The principal visible inhabitants of Antarctica are penguins. There are more than a dozen brands of penguins, but which brand any given penguin belongs to is of real concern only to another penguin. I can tell the difference, but only if they’re fairly close and I have the guidebook in my hand.

A pretty sight is to see several Buick- to bungalow-sized ice floes sailing by, each one with a penguin catching a free ride by sitting on its top.

Penguins live on land but have to return to the ocean if they want to catch anything to eat. This makes quite a problem for them because on the other side of one of those holes in the ice that they use to let them get into the water may well be one or more hungry seals, who are swimming around down there, waiting in the hope of catching a penguin for the same purpose. That is why you see the number of penguins parked next to a hole growing until, at last, one of them dives in and the rest follow pretty much all at once. If there is a single famished seal waiting there he’ll catch one of the penguins, all right, but the rest are home free.

Penguins don’t exactly swim. They sort of fly through the water and are very good at it.

Ice floes come in all shapes and sizes, some like castles with towers and minarets, some like craggy mountain ranges, some like huge, flat, square-cut pizza boxes, some like nothing you’ve ever seen before.

Most of a berg or floe is under water with a lot of mass and jagged edges. Consequently every once in a great while one of them holes a ship, and then there’s big trouble. One small cruise ship did go down a few years ago, with I believe two people trapped inside.
 

While on the other end of the planet —

 
The Arctic Ocean contains no continent (though it is bounded by several) and very few islands (although one or two new ones are being discovered as the ice melts away).

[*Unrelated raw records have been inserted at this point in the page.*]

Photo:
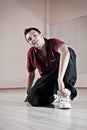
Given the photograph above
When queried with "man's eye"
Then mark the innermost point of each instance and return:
(29, 39)
(34, 35)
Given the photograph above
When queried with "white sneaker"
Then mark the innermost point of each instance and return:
(56, 97)
(64, 102)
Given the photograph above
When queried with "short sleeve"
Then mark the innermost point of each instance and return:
(56, 44)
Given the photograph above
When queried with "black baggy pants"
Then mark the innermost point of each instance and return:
(41, 93)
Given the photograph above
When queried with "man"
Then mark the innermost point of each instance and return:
(56, 64)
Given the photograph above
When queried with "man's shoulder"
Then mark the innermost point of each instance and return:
(31, 50)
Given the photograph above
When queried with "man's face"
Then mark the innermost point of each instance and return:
(35, 39)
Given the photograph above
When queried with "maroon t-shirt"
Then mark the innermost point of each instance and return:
(36, 60)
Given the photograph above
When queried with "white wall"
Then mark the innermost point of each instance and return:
(70, 24)
(64, 10)
(15, 16)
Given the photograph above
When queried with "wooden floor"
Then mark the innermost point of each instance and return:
(17, 115)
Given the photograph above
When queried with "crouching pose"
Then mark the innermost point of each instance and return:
(56, 64)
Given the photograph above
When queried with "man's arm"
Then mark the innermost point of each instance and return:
(64, 60)
(30, 80)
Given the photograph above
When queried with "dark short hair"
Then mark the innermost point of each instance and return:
(27, 30)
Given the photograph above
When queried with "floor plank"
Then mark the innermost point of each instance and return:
(16, 114)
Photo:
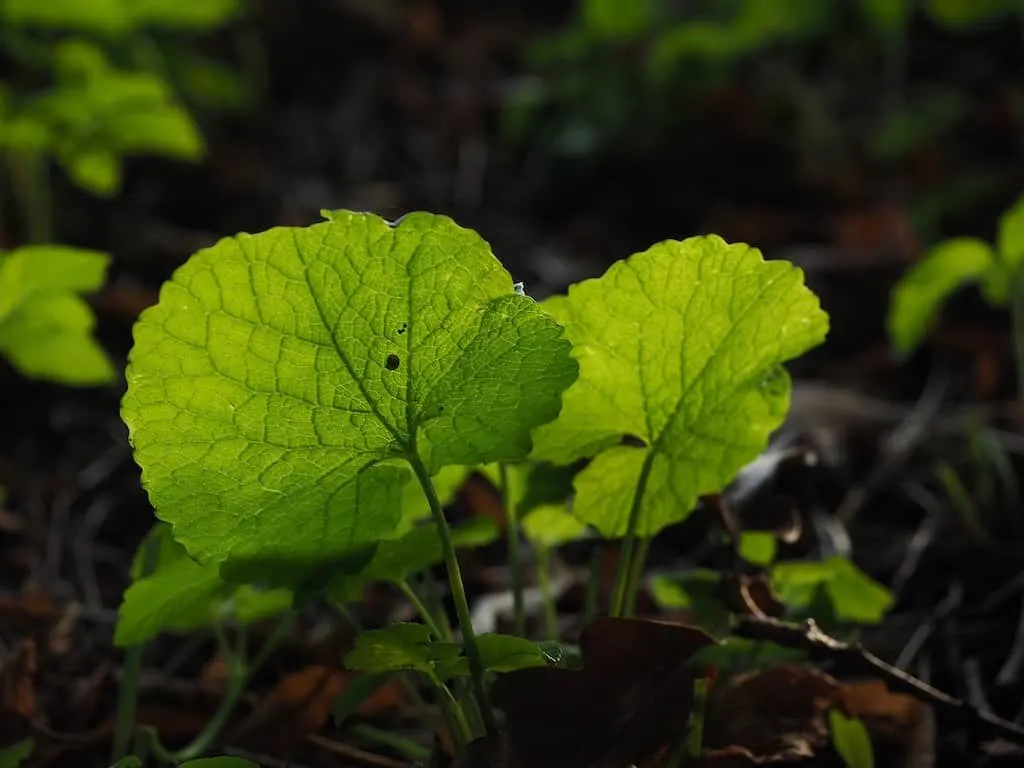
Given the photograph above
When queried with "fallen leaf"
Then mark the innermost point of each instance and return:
(306, 696)
(632, 696)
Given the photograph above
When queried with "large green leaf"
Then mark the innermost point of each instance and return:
(921, 293)
(119, 16)
(284, 379)
(680, 351)
(45, 327)
(179, 594)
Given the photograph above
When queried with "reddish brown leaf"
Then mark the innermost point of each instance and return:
(633, 696)
(305, 697)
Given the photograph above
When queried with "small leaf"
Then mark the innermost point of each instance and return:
(13, 756)
(920, 294)
(681, 349)
(260, 406)
(1010, 239)
(695, 591)
(508, 652)
(182, 595)
(396, 560)
(851, 740)
(406, 646)
(758, 547)
(854, 596)
(552, 525)
(45, 327)
(889, 16)
(359, 688)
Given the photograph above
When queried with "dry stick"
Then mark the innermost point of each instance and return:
(853, 658)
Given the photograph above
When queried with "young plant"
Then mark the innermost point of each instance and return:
(45, 326)
(681, 382)
(289, 384)
(953, 263)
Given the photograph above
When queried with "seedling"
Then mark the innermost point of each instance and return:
(954, 263)
(290, 385)
(45, 326)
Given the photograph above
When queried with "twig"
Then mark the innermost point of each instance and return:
(854, 659)
(354, 752)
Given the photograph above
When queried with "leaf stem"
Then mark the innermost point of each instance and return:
(240, 672)
(458, 593)
(544, 578)
(512, 534)
(625, 567)
(636, 573)
(128, 694)
(594, 584)
(1017, 310)
(410, 749)
(421, 608)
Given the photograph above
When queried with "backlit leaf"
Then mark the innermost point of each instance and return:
(182, 595)
(284, 379)
(681, 350)
(45, 326)
(921, 293)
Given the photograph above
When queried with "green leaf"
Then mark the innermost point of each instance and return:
(119, 16)
(102, 16)
(920, 294)
(889, 16)
(613, 18)
(680, 348)
(851, 740)
(280, 386)
(758, 547)
(960, 14)
(45, 327)
(508, 652)
(359, 688)
(182, 595)
(13, 756)
(552, 525)
(418, 550)
(406, 646)
(854, 595)
(1010, 239)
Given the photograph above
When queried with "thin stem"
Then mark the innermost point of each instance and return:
(422, 609)
(593, 585)
(458, 593)
(636, 573)
(544, 578)
(462, 734)
(1017, 300)
(238, 676)
(512, 532)
(128, 694)
(624, 570)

When we sailed north toward the Pole, we hit lucky on the weather. It was fair and not very windy, thus giving us only gentle waves. As we approached the Arctic ice cap there was at first only a vague blur on the horizon. Then abruptly it transmuted itself to what looked a wide bay that we were entering. The closer we got, the more it began to look like — wow! — a tropical island that we were approaching, with a narrow beach of white sand, lacking only some palm trees and a central mountain to resemble Bora Bora or Moorea.

Actually, that whole scene was composed of nothing but size-sorted bits of floating ice. We were almost on top of it before I could see that the “beach” part was made up of a gazillion tiny ice bits, more or less marble-sized, next to a band composed of larger strawberry-to-baseball sized pieces, then one band after another, each band’s pieces getting bigger and bigger as you headed Poleward. Each separate piece of ice was jigging independently up and down in the gentle waves but they all kept to their spots within the group. (I developed a theory that there was a feeble northward current around there, perhaps a straggling fragment of the dissipating Gulf Stream, pushing on the surface waters to line the ice fragments up so neatly, but never found an oceanographer to tell me how all wet I probably was.)

Then the captain took us right into the ice, all the thousands of tons of our cruise ship, until we were more than a quarter mile from open water and getting a bit close to some biggish ice floes. The captain stopped the ship so we could all take pictures. (And, gee, I wish I had.) And then he carefully backed us out of the ice, staying within the liquid-water lane we had opened on the way in.

 
There aren’t any penguins in the Arctic. What they do have there is the local knock-off of the same general design, the auk, only they don’t have many of them anymore because 19th-century sailors found them quite tasty. We didn’t see any, anyway. Other Arctic creatures we didn’t see include polar bears, Arctic foxes and various aquatic and semi-aquatic forms.

We did see some whales.

 
Oh, and listen, those waters in the Arctic and Antarctic that I said Betty Anne had gone swimming in. Did I mention that they were the swimming pools located on the upper decks of our cruise liners?